I remember as a kid, about six or seven years ago. Standing in a hotel in downtown Chicago with my dad, I saw a painting of soldiers. The image of the painting is still vivid. There was a soldier with his rifle shouting back to other men, in front of him was an immense city under siege. Helicopters flew through the air, and tanks rolled through the rough sand. The painting was amazing! But that's not what stuck with me. I remember seeing in the eyes of the men together running towards the city. The fear their eyes seemed to portray. They were just like little kids, running towards the unknown, expecting the worst. The painting had a sense of "we all go together." No matter how quickly we move forward, no matter how scared we are; there is still that one person next to us always. Just as scared. There is a person that will die with you, and stand with you until the end.

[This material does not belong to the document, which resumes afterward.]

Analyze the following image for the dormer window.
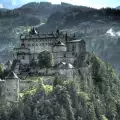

After reading the novel A Separate Peace, written by John Knowles. The memory of this painting came back to me. The brotherhood between Gene and Phineas really struck me. It was often confusing, all of the twisted ideas behind this friendship. But in the end, I'm willing to say it was just two friends scared of the future, scared of what would happen to each other. This was not clear to me until the last chapter. But after the death of Finny and after the concept of Gene dying with him had been introduced, the original reputation of every boy at Devon as jealous rivals and liars was broken during Brinker’s conversation with his selfish, foolish, idiotic dad. "We'll do what we have to. After all, that is all we can do." Brinker said we, not I. This term is common and overused, but in this case, its definition serves just the purpose. All of the boys are scared. Scared to die and not be remembered, scared to grow up, scared of the future. What keeps them going forward is them going forward together. This is why I find the title of the last chapter together.

What happens when that motivation, that person keeping you moving on leaves? What happened when it dies? You die with it. "I did not cry then or ever about Finny. I did not cry even when I stood watching him being lowered into his family's straight-laced burial ground outside of Boston. I could not escape a feeling that this was my own funeral, and you do not cry in that case." In order for Gene to move on in his life, Finny was to unwillingly die for him. For if Finny had not left Gene; Gene wouldn’t have known how important Finny was to him.